Research EXL before you apply
Check ratings, real-employee reviews, verified pay, and interview difficulty.
Job Title: Technical Lead – Data Engineering & Data Platforms
Experience
12+ years of overall experience in Data Engineering, Data Platforms, Cloud Technologies, AI-enabled data solutions, and enterprise architecture.
4+ years of experience in a Technical Leadership role, including team management, mentoring, delivery ownership, and stakeholder collaboration.
Role Summary
We are looking for a highly experienced Technical Lead with strong expertise in Data Engineering, AI-enabled data solutions, cloud platforms, data modeling, and data cataloging.
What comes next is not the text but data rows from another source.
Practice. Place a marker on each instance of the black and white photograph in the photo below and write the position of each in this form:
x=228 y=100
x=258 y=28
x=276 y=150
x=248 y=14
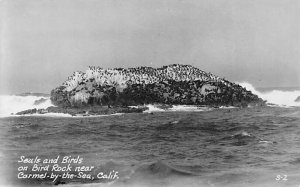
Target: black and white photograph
x=150 y=93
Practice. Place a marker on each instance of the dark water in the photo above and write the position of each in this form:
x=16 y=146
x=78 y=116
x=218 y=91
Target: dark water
x=222 y=147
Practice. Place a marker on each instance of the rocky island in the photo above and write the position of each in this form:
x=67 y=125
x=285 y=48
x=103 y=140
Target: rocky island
x=105 y=91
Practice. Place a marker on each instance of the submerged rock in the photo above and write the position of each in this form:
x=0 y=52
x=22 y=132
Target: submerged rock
x=173 y=84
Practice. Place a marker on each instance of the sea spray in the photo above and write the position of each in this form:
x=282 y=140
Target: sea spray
x=12 y=103
x=278 y=97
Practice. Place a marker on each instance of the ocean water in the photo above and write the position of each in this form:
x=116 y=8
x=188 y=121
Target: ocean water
x=182 y=147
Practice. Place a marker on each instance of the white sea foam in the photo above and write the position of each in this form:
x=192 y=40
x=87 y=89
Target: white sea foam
x=11 y=103
x=190 y=108
x=277 y=97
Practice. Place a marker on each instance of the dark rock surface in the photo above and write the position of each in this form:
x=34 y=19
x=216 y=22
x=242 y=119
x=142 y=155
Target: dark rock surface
x=173 y=84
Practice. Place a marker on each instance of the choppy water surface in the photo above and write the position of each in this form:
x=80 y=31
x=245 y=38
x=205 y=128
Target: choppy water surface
x=222 y=147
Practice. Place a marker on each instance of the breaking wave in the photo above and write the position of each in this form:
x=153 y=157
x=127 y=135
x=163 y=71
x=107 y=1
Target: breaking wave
x=11 y=103
x=277 y=97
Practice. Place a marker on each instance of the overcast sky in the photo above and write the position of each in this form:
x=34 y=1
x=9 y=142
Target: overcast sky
x=45 y=41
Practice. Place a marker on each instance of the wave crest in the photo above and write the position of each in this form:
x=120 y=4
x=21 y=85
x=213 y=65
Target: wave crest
x=278 y=97
x=12 y=103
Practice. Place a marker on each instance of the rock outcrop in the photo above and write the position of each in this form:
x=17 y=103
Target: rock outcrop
x=173 y=84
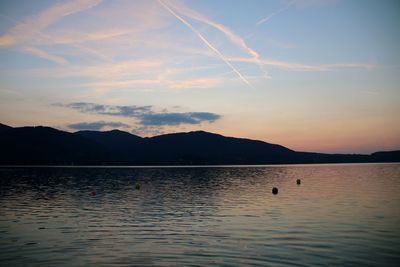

The role requires strong technical leadership, team management, and client engagement skills to support enterprise data transformation initiatives. The individual will work closely with clients, leadership, architects, and cross-functional teams to drive solution design, delivery excellence, technology governance, and engineering best practices.
Key Responsibilities
Provide technical leadership across Data Engineering, Cloud, AI, and enterprise data platform initiatives.
Lead, manage, mentor, and guide engineering teams to ensure high-quality delivery and continuous capability development.
Drive effective client engagement by understanding business priorities, managing expectations, communicating technical solutions clearly, and ensuring timely resolution of concerns.
Collaborate with cross-functional teams including business stakeholders, architects, product owners, engineering teams, governance teams, and delivery leadership.
Design and review scalable, secure, and cost-effective data architectures, data models, lakehouse platforms, and cloud-based data solutions.
Support data cataloging, metadata management, data governance, data quality, and compliance practices across enterprise data platforms.
Evaluate and implement AI/ML-enabled features, automation opportunities, and intelligent data engineering practices to improve platform efficiency and business outcomes.
Drive best practices in Data Engineering, Cloud, Data Architecture, DevOps, CI/CD, performance optimization, and engineering excellence.
Participate in technical assessments, solution reviews, interviews, and capability-building initiatives for Data Engineering roles.
Required Skills
Strong hands-on expertise in Databricks and Snowflake.
Strong experience with AWS, Azure, or GCP cloud platforms.
Strong knowledge of Spark, PySpark, Python, SQL, and large-scale data processing frameworks.
Experience in data modeling, data cataloging, metadata management, data governance, and enterprise data management practices.
Experience building Data Lakes, Data Warehouses, Lakehouse platforms, ETL/ELT pipelines, and orchestration workflows.
Understanding of AI/ML concepts, GenAI-enabled data solutions, automation use cases, and AI-driven engineering practices.
Strong team management, stakeholder management, client engagement, communication, and problem-solving skills.
Preferred Skills
Experience in Banking and Capital Markets, or Financial Services domain.
Exposure to data security, regulatory compliance, risk controls, and enterprise governance frameworks.
Experience supporting hiring, technical evaluations, competency development, and engineering capability improvement initiatives.
Key Attributes
Strong technical depth across modern data, cloud, AI, and enterprise architecture ecosystems.
Proven leadership experience in managing teams, driving delivery excellence, and building high-performing engineering capabilities.
Excellent client-facing communication skills with the ability to manage expectations professionally and build trusted relationships.
Ability to work effectively with cross-functional teams and influence stakeholders across technical and business groups.
Strategic thinker with a hands-on technical mindset and strong ownership of outcomes.